他咂摸了一下。恃靓行凶?恃宠而骄?好像都怪怪的,哪里不对劲儿。
罢了。闻序烦躁地揉揉头发,拽了下被子,扭头看向快要裹成一团的毛毛虫:
“被子分我点,想冻死人啊。”
瞿清许闭着眼睛背对闻序躺着,装死似的一动不动。闻序嘿了一声,把手探进被子里面去,他以为对方是要和自己抢,下意识拽紧了被单,忽然感觉到一掌温热隔着单薄的睡衣料子贴上了他后腰。
他惊得一抖:
“闻序!”
“——我看看你的伤是怎么回事。”
他毫无准备,想要挣扎,可闻序的掌根托住他尾椎骨,修长的五指隔着一层睡袍,轻轻描摹那块歪曲突起的骨骼的形状。
瞿清许像被捏住七寸的蛇,瞬间不敢动了,呼吸愈发加重,连带着裹着的被都肉眼可见地开始颤抖。
“你又不是大夫,”他嗓音战栗,音调随着青年的手指拂过某几处时崩溃地拔高,“我、我这腰早就没得治了……嗯……!”
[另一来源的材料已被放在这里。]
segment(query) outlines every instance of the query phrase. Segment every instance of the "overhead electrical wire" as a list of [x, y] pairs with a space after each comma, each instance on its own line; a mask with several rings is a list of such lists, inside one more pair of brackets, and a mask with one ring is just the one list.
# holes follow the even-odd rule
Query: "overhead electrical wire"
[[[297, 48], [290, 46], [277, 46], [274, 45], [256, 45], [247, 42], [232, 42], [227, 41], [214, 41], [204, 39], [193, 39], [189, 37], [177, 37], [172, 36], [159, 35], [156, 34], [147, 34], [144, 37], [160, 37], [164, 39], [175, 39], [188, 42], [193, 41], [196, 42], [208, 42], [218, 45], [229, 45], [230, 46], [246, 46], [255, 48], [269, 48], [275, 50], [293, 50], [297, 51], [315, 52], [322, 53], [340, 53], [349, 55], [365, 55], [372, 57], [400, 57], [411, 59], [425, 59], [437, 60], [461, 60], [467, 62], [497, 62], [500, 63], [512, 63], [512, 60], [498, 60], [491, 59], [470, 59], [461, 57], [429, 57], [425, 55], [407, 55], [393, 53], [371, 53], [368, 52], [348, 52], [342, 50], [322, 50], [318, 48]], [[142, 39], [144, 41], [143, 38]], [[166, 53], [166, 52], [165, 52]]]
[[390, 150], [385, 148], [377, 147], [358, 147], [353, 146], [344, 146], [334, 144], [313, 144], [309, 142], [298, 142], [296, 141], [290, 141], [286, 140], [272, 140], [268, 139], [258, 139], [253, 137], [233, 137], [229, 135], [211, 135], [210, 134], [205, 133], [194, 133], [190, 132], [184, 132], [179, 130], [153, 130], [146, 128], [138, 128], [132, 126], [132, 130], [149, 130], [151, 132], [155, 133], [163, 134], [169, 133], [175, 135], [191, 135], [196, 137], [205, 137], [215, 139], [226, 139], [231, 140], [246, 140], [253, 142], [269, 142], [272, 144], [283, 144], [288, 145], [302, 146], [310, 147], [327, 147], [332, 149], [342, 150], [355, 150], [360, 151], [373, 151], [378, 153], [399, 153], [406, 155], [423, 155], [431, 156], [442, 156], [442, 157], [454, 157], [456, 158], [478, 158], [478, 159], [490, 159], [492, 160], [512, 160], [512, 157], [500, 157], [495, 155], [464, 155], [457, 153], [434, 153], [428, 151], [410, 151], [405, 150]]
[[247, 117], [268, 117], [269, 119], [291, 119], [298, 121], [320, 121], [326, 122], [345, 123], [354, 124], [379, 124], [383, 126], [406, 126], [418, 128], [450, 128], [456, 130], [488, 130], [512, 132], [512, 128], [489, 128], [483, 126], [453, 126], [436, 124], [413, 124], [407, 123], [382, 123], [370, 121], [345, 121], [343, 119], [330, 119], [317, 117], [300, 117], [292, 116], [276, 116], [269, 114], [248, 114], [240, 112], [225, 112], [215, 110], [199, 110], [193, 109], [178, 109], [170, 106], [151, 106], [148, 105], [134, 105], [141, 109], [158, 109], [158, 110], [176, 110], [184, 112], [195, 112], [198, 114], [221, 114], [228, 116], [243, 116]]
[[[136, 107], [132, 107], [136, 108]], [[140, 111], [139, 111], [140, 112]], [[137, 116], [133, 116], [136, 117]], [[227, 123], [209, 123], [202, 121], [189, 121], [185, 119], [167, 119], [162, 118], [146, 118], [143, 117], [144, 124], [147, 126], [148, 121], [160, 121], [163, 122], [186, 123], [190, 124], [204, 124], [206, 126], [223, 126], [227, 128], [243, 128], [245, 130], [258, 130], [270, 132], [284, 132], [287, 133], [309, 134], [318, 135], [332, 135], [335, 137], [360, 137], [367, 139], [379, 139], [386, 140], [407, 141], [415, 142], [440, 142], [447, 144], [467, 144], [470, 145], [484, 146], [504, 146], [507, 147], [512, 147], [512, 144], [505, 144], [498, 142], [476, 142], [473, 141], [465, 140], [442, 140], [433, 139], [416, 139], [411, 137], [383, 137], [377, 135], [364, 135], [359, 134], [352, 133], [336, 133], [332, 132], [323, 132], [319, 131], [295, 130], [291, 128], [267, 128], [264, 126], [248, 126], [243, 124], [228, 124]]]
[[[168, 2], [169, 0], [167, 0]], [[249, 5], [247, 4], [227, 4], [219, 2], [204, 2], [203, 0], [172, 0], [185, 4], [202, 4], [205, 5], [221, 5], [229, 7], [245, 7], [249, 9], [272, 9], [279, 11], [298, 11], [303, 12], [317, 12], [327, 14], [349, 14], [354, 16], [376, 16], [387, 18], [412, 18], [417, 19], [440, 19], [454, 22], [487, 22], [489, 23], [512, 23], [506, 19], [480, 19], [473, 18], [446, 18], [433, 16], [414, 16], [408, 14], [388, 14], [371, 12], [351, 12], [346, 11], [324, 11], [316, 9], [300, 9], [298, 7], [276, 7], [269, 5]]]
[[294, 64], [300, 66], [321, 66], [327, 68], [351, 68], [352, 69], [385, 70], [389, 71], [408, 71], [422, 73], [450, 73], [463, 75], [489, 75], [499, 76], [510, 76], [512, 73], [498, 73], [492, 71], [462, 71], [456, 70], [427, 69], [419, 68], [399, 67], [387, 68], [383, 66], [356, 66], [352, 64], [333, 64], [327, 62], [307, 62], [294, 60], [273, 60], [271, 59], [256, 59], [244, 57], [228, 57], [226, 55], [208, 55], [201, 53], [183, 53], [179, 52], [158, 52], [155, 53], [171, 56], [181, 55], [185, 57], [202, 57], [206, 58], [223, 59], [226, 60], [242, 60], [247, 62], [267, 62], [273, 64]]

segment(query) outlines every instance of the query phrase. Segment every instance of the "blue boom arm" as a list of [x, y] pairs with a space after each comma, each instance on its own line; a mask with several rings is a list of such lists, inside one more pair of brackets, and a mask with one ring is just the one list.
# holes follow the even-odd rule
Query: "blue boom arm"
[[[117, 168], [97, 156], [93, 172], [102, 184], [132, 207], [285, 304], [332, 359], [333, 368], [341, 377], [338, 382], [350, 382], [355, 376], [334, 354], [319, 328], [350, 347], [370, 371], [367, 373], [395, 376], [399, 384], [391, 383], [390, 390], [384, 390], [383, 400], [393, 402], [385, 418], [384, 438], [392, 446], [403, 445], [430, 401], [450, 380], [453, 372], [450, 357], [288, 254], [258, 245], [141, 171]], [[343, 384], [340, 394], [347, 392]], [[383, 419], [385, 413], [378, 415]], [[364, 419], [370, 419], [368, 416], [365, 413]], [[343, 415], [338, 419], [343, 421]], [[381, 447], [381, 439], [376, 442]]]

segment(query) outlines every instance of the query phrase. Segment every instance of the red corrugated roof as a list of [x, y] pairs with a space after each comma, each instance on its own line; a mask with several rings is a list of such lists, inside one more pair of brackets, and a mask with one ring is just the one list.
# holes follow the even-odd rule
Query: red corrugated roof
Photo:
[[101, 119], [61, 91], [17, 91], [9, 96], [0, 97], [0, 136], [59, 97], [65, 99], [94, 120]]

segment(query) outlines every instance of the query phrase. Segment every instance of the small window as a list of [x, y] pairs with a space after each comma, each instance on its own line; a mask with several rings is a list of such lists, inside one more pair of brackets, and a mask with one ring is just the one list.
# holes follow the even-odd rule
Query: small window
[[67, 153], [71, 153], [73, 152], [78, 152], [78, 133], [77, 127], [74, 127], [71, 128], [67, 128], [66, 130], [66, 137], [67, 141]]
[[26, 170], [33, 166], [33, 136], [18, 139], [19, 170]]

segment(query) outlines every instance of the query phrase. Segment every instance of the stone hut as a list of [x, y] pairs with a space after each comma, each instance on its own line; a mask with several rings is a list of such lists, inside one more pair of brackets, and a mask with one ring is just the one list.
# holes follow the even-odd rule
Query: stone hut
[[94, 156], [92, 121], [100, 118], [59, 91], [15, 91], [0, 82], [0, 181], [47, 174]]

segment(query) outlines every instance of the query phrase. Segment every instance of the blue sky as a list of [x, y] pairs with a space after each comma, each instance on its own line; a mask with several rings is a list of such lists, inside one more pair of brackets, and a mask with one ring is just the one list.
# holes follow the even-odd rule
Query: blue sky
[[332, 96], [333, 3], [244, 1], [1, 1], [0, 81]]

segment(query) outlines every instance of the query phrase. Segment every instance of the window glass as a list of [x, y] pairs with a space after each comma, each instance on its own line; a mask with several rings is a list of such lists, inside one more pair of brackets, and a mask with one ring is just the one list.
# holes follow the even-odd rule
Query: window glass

软绵绵的尾音落下,闻序手上的动作戛然而止,在他后腰摩挲了两下,最后抽出来。
瞿清许脸埋在被子里兀自喘了会儿,缓了缓,这才咬着牙披着被子起身,和坐在床上的闻序面对面。
“闻序你能不能别总是不打招呼就对我动手动脚——”
“这病不是治不了。”
瞿清许一愣。
闻序盯着他,认真地加重语气。
“你骨头里的弹片,嵌的位置并不深。你之所以不能受累和剧烈运动,也是有脊椎神经被弹片损伤的缘故。只要做个手术取出碎片,再好好休养……”
瞿清许忽然说:“我不做手术。”
闻序脸上的表情一下严厉起来。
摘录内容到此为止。